Amid growing talk that China may take steps to stimulate a slowing economy soon, the country's vice finance minister told CNBC that Beijing would be careful not to repeat past mistakes.
Last week, China's Premier Li Keqiang said the government should roll out measures as soon as possible to stabilize growth and boost domestic demand, China's state news agency Xinhua reported.
Vice Finance Minister Zhu Guangyao told CNBC in an exclusive interview on Sunday that authorities would take a cautious approach and was mindful of the negative impact stimulus has had on the economy in the past.
"We don't want to repeat some mistakes before [that] we've made," said Zhu, adding that in the past China had stimulated "too much" and this had hindered sustainable economic growth.

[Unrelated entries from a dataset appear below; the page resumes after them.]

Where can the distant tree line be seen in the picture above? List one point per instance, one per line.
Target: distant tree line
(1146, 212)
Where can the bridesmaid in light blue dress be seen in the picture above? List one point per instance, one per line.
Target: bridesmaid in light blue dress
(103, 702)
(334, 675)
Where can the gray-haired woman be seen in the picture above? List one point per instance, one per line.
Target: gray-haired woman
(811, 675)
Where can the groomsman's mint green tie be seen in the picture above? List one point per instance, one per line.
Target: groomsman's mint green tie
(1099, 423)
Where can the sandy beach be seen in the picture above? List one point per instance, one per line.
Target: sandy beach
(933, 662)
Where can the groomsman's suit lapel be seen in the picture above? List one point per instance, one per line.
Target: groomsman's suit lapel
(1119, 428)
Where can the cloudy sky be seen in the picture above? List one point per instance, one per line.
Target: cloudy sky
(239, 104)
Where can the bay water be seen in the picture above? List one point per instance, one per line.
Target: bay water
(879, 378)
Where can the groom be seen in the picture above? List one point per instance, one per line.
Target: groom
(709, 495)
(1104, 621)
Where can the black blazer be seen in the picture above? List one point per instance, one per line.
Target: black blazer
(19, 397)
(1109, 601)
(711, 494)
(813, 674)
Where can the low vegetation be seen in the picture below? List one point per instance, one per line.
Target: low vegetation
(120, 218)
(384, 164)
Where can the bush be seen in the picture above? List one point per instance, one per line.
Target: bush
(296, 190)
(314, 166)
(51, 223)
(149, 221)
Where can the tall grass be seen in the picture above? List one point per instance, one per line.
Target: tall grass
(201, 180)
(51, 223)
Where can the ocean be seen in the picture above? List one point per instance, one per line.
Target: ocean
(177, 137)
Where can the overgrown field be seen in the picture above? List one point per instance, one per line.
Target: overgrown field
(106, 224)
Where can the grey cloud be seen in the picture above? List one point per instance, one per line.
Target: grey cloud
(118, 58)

China pumped billions of dollars' worth of stimulus into the economy following the global financial crisis in 2008 in a move that many economists say contributed to problems such as inflation and over capacity.
(Read more: China moving closer to unleashing fresh stimulus)
Zhu said growth had been too high back then and today the focus was more on achieving "quality" growth, an objective Beijing planned to achieve through increased investment in environmental protection and infrastructure building, especially in more remote and poorer areas.
"We think a 7 to 8 percent growth rate is in line with Chinese economic potential and in line with our real capacity," he added.
At the National People's Congress meeting this month Chinese leaders said there was some flexibility around the 7.5 percent gross domestic growth target for 2014.
The flash HSBC Purchasing Managers' Index (PMI) on Monday showed China's manufacturing activity contracted for a third straight month in March.
Worries over the health of the Chinese economy have been exacerbated in recent weeks by the country's first corporate bond default.
(Read More: Is China's bond default thetip of the iceberg?)
Asked whether China would accept more defaults in the future, Zhu said such incidences would be determined by the market.
"[It's] not the government [that] decides, the market decides," he said.
"We must balance the moral hazard issue and how to make real reforms, to take away the risk of bubbles bursting and causing some systematic impact. We must rebalance that," he said.